In Geckleman, Malkin follows the development of a young boy being raised by his mother and grandmother in a Manhattan tenement. He idealizes his absent father, who has moved to Florida–a world away in climate and culture–and remarried. After discovering his father’s alcoholism, he finds new male role models, including his mother’s brother and her new boyfriend, both of whom nurture his interest in art, in which he finds his voice.
Paper Bridge is the story of a young juvenile delinquent, raised by a trust-fund hippie who is absorbed in her own liberation. After nearly killing a man in a home robbery, the boy is arrested–and offered a chance to serve his sentence at a yeshiva (religious seminary) in Israel rather than a youth correctional center. In religion, he finds the guidance he had lacked throughout his life, and the courage to face the truth of his family’s past.
In this era of postmodern literary criticism, obsessed with identity and authenticity, we are meant to take note of any differences between an author and his (or her) subjects. Such tortured analysis is wasted on Malkin’s novels: she seems to enter the mind of a teenage boy effortlessly. Her descriptions of the dark yearnings and desires of her main characters have a natural quality, as if these were remembered, not imagined, thoughts.
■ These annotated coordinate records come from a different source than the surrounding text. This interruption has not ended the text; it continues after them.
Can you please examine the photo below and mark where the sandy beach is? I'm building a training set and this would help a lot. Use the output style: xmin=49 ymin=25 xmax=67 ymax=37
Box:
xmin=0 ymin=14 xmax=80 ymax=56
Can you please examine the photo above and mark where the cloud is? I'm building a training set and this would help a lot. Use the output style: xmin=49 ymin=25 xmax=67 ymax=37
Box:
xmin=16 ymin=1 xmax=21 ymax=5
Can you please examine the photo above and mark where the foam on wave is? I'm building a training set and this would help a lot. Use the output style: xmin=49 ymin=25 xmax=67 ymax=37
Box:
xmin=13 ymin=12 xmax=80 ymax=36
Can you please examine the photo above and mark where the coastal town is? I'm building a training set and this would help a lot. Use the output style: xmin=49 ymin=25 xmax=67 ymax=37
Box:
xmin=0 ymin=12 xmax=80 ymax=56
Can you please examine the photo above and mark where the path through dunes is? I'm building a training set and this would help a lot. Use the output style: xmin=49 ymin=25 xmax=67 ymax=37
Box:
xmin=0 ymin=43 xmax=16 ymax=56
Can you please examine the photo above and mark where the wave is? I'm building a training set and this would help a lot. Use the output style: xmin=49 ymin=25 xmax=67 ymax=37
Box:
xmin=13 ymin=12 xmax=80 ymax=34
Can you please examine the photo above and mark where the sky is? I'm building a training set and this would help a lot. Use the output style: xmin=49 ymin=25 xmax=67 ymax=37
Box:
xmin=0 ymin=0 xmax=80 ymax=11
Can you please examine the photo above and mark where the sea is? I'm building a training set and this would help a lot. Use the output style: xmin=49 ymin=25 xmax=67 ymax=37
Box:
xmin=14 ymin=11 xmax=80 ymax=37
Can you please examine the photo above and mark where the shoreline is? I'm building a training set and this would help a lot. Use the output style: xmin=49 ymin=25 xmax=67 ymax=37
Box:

Malkin does flip back-and-forth in Paper Bridge from the boy’s perspective to that of his mother, and from the boy’s lost childhood in the hippie era of the early 1970s to the cold reckoning of young adulthood in the 1980s. Yet for the most part, these are simply the stories of young men, balanced not just between youth and adulthood but also between the immigrant experience and that of the comfortable, native-born Jewish American.
Both novels explore themes of assimilation and intermarriage with a non-judgmental eye. Religion is present in the background in Geckleman, and in sharp focus in Paper Bridge, but it is really the relationship between boys and men that is the subject of both. In both novels, Malkin’s protagonists learn to replace absent fathers with new mentors, to seek disciplines that provide the moral and life lessons a father might otherwise have given.
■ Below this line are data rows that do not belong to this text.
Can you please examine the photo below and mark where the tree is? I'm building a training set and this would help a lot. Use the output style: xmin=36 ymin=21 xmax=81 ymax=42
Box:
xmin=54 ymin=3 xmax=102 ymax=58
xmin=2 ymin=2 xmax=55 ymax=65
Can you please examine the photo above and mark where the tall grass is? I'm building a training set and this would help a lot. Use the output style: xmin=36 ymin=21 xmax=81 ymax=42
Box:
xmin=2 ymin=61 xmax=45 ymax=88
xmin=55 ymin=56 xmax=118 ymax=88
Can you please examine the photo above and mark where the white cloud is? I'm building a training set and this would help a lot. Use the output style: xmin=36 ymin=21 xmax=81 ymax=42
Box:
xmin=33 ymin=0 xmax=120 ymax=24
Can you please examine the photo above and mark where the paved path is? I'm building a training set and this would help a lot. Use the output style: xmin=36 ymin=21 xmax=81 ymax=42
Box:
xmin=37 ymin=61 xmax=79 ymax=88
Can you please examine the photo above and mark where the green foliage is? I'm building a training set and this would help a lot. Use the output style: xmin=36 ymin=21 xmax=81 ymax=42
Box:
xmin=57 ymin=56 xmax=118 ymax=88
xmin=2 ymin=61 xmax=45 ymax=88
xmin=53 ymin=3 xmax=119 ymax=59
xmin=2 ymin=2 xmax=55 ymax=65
In that sense, both books are a reflection on the postwar Jewish experience writ large, when Jewish Americans were suddenly orphaned by the Holocaust, cut off–except in memory and culture–from the world from which they came. Malkin’s answer to that loss is not to prescribe one particular path forward, but instead to suggest a posture of openness–both to the outside world and to the gifts, innate and inherited, that we carry within.